By eight thirty I was sitting in the back of my car. By eight forty-five I was standing at the top of the familiar staircase as the music drifted upward — it sounded strange considering I’d only been here twice, yet somehow it already felt different from every place I normally spent my evenings.
As I descended slowly the crowd looked much the same as before, people talking, laughing, living. Nobody cared who I was, nobody cared about the headlines, nobody cared about my divorce. The relief hit me immediately.
Then I saw him.
Hector was behind the bar reviewing paperwork — not serving drinks, not talking, just focused on whatever was in front of him. For some reason, seeing him like that made the report feel real. Not the club president, not the businessman, not the man connected to half a dozen businesses. Just Hector the man who made coffee without expectations, who never once mentioned his own power, who somehow looked exactly the same after I’d spent two days learning things he had never bothered to tell me.
As if sensing my attention, he glanced up. Our eyes met across the room, and for a second neither of us moved. Then one corner of his mouth lifted slightly — not a smile, just recognition. Strangely, that felt better than it should have.
I walked toward the bar before I could overthink it.
“You’re back,” Hector said, setting down his pen and watching me approach.

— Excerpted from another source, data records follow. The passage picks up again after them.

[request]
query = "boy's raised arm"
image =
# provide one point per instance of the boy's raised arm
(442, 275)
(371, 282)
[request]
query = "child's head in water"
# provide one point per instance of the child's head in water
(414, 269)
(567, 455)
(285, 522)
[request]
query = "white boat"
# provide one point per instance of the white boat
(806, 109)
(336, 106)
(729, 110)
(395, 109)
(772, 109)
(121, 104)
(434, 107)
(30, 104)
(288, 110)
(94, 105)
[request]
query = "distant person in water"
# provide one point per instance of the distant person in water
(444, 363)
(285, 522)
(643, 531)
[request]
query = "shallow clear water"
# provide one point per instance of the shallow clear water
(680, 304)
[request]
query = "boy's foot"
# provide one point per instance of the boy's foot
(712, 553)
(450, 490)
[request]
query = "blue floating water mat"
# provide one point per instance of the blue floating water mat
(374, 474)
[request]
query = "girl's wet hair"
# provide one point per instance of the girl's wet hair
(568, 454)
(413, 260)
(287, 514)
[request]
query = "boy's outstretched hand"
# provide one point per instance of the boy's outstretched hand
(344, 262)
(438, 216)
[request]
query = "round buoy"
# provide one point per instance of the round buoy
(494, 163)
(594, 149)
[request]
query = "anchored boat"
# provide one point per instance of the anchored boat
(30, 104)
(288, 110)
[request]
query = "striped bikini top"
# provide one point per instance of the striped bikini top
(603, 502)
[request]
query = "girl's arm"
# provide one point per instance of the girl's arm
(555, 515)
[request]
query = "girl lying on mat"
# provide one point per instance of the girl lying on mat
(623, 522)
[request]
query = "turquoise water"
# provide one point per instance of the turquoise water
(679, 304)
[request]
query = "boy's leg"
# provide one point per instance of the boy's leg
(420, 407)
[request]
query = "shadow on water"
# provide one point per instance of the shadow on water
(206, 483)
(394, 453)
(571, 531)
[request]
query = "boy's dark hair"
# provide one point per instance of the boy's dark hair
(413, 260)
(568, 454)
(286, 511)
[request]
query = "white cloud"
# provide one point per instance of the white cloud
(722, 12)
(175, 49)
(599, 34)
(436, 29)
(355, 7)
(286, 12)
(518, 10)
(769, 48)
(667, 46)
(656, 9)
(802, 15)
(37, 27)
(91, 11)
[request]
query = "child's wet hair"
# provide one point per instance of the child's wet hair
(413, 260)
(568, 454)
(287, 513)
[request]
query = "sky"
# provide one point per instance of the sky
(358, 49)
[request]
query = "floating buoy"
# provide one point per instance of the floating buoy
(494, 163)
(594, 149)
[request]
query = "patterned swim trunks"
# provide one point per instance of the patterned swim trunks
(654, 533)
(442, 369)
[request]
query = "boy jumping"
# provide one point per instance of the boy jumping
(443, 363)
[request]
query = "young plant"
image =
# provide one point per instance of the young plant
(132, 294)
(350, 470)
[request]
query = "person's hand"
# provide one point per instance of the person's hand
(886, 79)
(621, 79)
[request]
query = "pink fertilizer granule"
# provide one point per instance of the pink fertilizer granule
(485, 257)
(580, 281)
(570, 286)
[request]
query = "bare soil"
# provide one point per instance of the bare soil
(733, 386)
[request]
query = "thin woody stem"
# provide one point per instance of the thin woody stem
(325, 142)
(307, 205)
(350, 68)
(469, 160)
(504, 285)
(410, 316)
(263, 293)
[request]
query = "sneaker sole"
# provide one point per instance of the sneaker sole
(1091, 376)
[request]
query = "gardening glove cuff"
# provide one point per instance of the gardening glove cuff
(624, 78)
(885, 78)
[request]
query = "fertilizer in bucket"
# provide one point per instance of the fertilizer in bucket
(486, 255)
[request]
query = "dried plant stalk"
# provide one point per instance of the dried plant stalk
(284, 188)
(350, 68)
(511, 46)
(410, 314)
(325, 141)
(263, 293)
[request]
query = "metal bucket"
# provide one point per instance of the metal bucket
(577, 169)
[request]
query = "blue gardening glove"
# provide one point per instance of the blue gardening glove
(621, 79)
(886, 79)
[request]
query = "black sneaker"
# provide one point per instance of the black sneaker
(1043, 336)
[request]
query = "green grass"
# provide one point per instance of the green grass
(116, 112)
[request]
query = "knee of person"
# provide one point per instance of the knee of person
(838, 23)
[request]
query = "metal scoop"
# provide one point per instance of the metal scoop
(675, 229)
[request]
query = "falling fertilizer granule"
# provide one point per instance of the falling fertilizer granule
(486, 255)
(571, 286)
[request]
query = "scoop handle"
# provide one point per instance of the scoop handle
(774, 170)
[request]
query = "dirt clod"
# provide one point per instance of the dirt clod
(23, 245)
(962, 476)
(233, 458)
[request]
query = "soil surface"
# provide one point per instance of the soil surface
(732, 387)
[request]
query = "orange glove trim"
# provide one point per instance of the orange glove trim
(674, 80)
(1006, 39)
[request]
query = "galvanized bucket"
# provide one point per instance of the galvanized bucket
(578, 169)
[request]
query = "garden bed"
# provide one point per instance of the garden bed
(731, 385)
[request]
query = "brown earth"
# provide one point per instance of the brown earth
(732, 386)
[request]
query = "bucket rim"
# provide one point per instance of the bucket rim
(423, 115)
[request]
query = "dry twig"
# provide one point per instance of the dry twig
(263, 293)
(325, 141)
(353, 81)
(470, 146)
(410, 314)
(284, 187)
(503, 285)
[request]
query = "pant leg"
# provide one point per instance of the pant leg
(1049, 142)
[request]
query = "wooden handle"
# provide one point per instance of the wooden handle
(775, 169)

I slid onto the same stool I’d occupied every previous visit and set my purse on the counter. “Apparently.”
His gaze lingered on my face for a second, then returned to the paperwork. “No charity galas tonight?”
“No public humiliations scheduled either,” I said.
“That’s progress,” he replied, the corner of his mouth pulling up again.
I smiled despite myself, because somehow, for the first time in years, I was looking forward to spending an evening somewhere — and that realisation felt far more appalling than anything I’d discovered in the report.